BR2 lifting operators only for boundary elements

[hughcars]

Weakly imposing boundary conditions for FEM can give super convergence in output functionals, coming from the adjoint consistency. To do this, one approach is the SIP/Nitsche penalty style face integrals. These work, but then the complexity becomes the choice of the penalization parameter, which is ad-hoc at best.

An alternative is Bassi and Rebay's second scheme, which computes lifting operators that are used to weight the jump term. The stability criterion then becomes eta >= nfaces, which can be easily verified. Lifting operators can also be used on boundary elements, and make for excellent weak boundary condition enforcement. The extra upside is they can be computed for the cost of an elemental mass matrix inversion per element, and given their linearity, statically condensed so as to never appear in the global solve.
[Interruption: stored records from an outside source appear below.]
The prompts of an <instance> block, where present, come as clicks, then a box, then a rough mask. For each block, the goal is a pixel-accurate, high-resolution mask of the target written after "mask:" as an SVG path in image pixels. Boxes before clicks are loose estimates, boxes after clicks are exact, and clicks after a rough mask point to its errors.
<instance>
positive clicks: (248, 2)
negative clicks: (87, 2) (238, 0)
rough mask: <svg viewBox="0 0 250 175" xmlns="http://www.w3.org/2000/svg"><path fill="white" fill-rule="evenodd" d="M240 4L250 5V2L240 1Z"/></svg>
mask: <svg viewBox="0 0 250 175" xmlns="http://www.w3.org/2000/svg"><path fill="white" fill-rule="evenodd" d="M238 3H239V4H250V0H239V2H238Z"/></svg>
To introduce them in mfem, would require the ability to define a volume field, defined only in elements attached to boundaries, and with only one vector field per boundary face. Alternatively, these variables can never be computed and only used via the static elimination form. This would then mean construction of an operator that incorporates an elemental mass matrix inversion.

[pazner]

Hi @hughcars, perhaps DGDiffusionBR2Integrator will be close to what you need? You can add this integrator only to the boundary faces using BilinearForm::AddBdrFaceIntegrator.